It ain’t pretty, but that was exactly the point of my post- that even on the DNC list you can still get calls you’ll probably think of as no different from telemarketing. That’s all I came here to say, so I won’t be back here unless the OP asks for something else relevant to how to avoid being disturbed by the phone (i.e. how to get DNC-exempt callers to stop calling).
In hindsight that might be more IMHO or MPSIMS than GQ, though I’m sure it could be proved (but it would take some specialized lawyer or other). It can be observed by working in numerous call centers for several years, running into people one knows from previous jobs on the floor all the time and seeing the bosses and supervisors stay in place the whole time. It probably doesn’t hold up on paper due to shady corporate shit, but my point is that the tiny legal differences between the two get blown into huge gulfs at the lowest level. When you’re an “interviewer” (phone surveryor) you hate telemarketers, when you’re a telemarketer you envy surveyors. And then there’s inbound call centers…
Anyway, I probably should have said they differ starkly in when, how, how often etc they’ll call you, and made it clear that I don’t know or care whether they’re legally split aside from the DNC list exception. That was my fault.
Market research companies typically are (again, on paper) independent contracting deals. They sell the service of providing completed surveys to companies. The customer of the market research company provides the survey, tells the research company who they want it from (people with children under 6 only, men only, retirees only, residents of this state or that etc etc) and the phone slaves get on it. So they do have a client in mind, but the same companies doing market research also handle the political polls that crop up before every election- likely the reason why they’re exempt from the DNC list.

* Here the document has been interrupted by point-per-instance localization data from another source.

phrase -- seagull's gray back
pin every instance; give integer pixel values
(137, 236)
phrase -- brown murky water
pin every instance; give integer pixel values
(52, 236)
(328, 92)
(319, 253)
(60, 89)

I would presume a telemarketing company isn’t prohibited from using a survey company, but I’d also think the chance they’ll have a reason to is pretty slim.
I’ve called nearly every bit of the U.S., two Canadian provinces and part of Australia doing surveys and never once had to ask that question.
I don’t know where you’re getting those calls from (phone peasants are instructed to say we’re calling from whatever city the headquarters is in, not from the one we’re sitting in, so you might never know without some digging around either) but I’d venture to say they aren’t from this continent.